Alexander—who is currently president of the Pennsylvania Collegiate Music Educators Association—plays in a sax quartet at her Scranton-based school, as well as in the university’s jazz band, wind ensemble, and wind symphony. Unlike her dad, however, this music education major found her soul in classical music. She’s currently enjoying works by the composer David Maslanka.
“It comes down to what you’re passionate about.”
“The colors he creates with his works—I don’t think I’ve experienced it playing anything else. Listening to the other people playing around me, you’re just emotionally overwhelmed.” And Alexander knows a thing or two about color: This NAfME member paints and draws, and she had been on the path to teach art, but when she was in her senior year of high school, she knew that this wasn’t right for her. “It comes down to what you’re passionate about. My marching band had very long rehearsals, and I was so dedicated, and when I tried to work as hard on art as I did on music, I thought, ‘I can’t see myself trying to teach this.’” Alexander notes that, when she told her English teacher that she didn’t see herself teaching art and being happy, the teacher responded, “You’ll know, and you’ll feel right.”

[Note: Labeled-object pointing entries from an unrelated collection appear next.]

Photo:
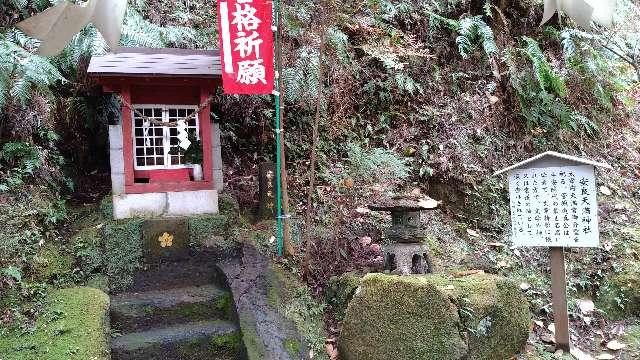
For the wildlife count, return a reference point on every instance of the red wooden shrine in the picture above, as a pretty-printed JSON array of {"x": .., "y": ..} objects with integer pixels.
[{"x": 163, "y": 84}]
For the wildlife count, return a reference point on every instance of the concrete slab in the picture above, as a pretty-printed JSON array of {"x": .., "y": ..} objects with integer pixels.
[
  {"x": 218, "y": 179},
  {"x": 115, "y": 136},
  {"x": 192, "y": 203},
  {"x": 215, "y": 130},
  {"x": 139, "y": 205},
  {"x": 117, "y": 184},
  {"x": 116, "y": 158}
]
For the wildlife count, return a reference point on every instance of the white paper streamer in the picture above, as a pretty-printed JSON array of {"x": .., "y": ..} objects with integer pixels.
[
  {"x": 582, "y": 11},
  {"x": 56, "y": 26},
  {"x": 183, "y": 135}
]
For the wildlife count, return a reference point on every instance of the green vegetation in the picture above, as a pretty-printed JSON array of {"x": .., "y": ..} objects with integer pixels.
[
  {"x": 203, "y": 228},
  {"x": 292, "y": 300},
  {"x": 340, "y": 291},
  {"x": 418, "y": 96},
  {"x": 73, "y": 325},
  {"x": 226, "y": 306},
  {"x": 227, "y": 344}
]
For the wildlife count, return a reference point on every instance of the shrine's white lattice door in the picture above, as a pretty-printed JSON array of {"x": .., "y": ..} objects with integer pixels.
[{"x": 156, "y": 146}]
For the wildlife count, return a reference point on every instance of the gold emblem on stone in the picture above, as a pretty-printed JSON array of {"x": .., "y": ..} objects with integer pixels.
[{"x": 166, "y": 240}]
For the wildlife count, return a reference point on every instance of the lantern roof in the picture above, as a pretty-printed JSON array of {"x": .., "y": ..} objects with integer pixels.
[
  {"x": 553, "y": 159},
  {"x": 151, "y": 62}
]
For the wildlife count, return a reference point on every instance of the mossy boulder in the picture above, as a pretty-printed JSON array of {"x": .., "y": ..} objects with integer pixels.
[
  {"x": 619, "y": 296},
  {"x": 123, "y": 252},
  {"x": 74, "y": 325},
  {"x": 51, "y": 263},
  {"x": 434, "y": 317},
  {"x": 340, "y": 291}
]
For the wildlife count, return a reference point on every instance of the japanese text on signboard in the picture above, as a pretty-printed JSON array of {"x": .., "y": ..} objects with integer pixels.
[
  {"x": 246, "y": 46},
  {"x": 554, "y": 206}
]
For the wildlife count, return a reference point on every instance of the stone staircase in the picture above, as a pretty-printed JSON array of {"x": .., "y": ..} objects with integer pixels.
[{"x": 177, "y": 311}]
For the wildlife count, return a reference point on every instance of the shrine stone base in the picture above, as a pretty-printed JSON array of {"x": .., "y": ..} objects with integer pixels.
[
  {"x": 405, "y": 259},
  {"x": 165, "y": 204}
]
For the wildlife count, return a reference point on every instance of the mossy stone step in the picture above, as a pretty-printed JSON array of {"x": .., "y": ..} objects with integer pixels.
[
  {"x": 132, "y": 312},
  {"x": 194, "y": 341},
  {"x": 195, "y": 271}
]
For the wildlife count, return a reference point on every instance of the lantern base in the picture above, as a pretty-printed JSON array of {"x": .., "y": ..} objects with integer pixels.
[{"x": 405, "y": 259}]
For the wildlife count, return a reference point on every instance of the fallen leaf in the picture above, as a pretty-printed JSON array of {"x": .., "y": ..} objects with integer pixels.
[
  {"x": 539, "y": 323},
  {"x": 496, "y": 244},
  {"x": 605, "y": 356},
  {"x": 467, "y": 273},
  {"x": 365, "y": 240},
  {"x": 331, "y": 350},
  {"x": 615, "y": 345},
  {"x": 428, "y": 203},
  {"x": 580, "y": 355},
  {"x": 473, "y": 233},
  {"x": 362, "y": 210},
  {"x": 586, "y": 306}
]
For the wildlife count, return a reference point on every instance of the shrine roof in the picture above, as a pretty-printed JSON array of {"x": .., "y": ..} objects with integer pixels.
[
  {"x": 157, "y": 62},
  {"x": 552, "y": 159}
]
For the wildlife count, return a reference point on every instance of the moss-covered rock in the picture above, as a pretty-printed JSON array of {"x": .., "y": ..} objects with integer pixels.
[
  {"x": 619, "y": 296},
  {"x": 123, "y": 252},
  {"x": 632, "y": 340},
  {"x": 340, "y": 291},
  {"x": 434, "y": 317},
  {"x": 210, "y": 232},
  {"x": 228, "y": 205},
  {"x": 74, "y": 325},
  {"x": 227, "y": 344},
  {"x": 51, "y": 263}
]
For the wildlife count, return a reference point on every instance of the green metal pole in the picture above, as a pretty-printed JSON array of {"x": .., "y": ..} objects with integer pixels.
[{"x": 276, "y": 6}]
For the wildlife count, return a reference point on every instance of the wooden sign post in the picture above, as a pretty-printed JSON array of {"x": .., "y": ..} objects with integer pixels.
[{"x": 553, "y": 204}]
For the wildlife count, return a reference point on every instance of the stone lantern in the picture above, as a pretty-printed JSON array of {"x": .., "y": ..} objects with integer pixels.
[{"x": 408, "y": 254}]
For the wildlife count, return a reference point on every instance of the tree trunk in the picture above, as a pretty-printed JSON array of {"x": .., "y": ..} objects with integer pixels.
[
  {"x": 312, "y": 165},
  {"x": 286, "y": 231}
]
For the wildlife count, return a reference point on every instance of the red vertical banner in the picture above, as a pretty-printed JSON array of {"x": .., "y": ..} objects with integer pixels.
[{"x": 246, "y": 46}]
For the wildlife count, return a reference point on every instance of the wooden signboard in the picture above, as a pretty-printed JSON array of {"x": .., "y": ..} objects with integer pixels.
[{"x": 553, "y": 204}]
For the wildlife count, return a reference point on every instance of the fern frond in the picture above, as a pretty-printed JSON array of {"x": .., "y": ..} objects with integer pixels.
[
  {"x": 547, "y": 78},
  {"x": 472, "y": 30}
]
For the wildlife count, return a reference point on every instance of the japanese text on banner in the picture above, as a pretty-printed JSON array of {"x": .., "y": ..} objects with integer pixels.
[{"x": 246, "y": 46}]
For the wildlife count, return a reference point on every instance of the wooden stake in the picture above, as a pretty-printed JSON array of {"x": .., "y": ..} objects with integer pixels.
[
  {"x": 289, "y": 250},
  {"x": 559, "y": 293}
]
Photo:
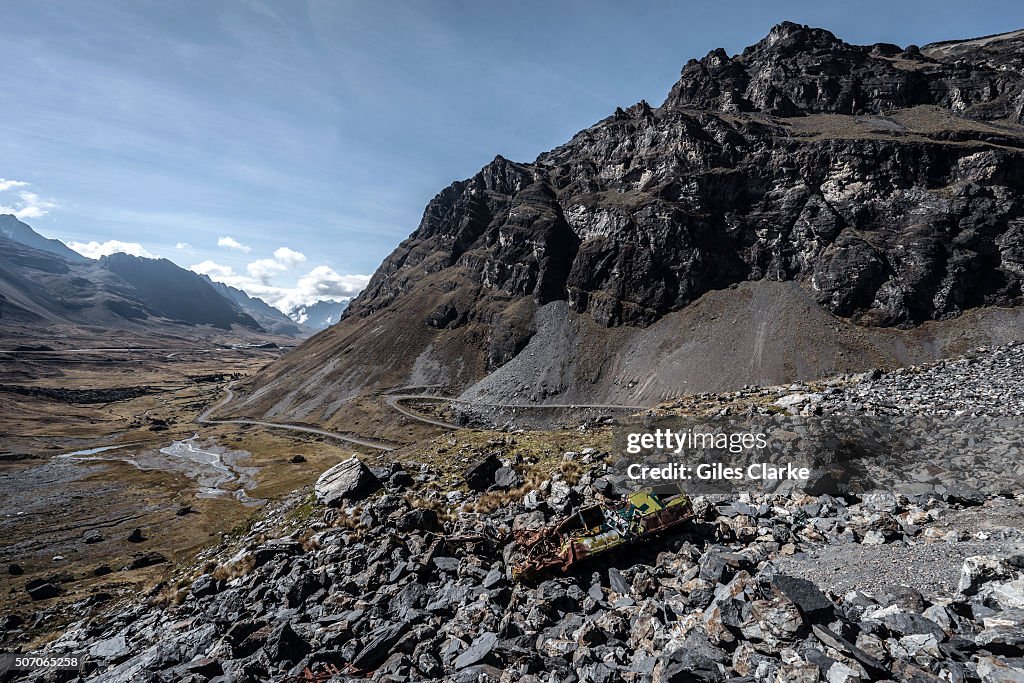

Alexander says, “I remember the exact moment when I thought, ‘Oh, my goodness, I need to go teach music.’” She was in a senior seminar for marching band, and band camp was over and summer was over. “And I thought, ‘This is the last year that I’m going to get to do this.’ There was a poster for Bloomsburg University, and it said, ‘Come down for performing arts day,’ and there was a lightbulb moment. I thought, ‘I could do this for a living.’”
Alexander would like to work as a band director in a school district. “From high school to college, I think it was the atmosphere that got me into music education. That atmosphere was created at marching band. The team work and the discipline and working toward one’s goals. Doing what you love with the people that you love is an amazing thing.”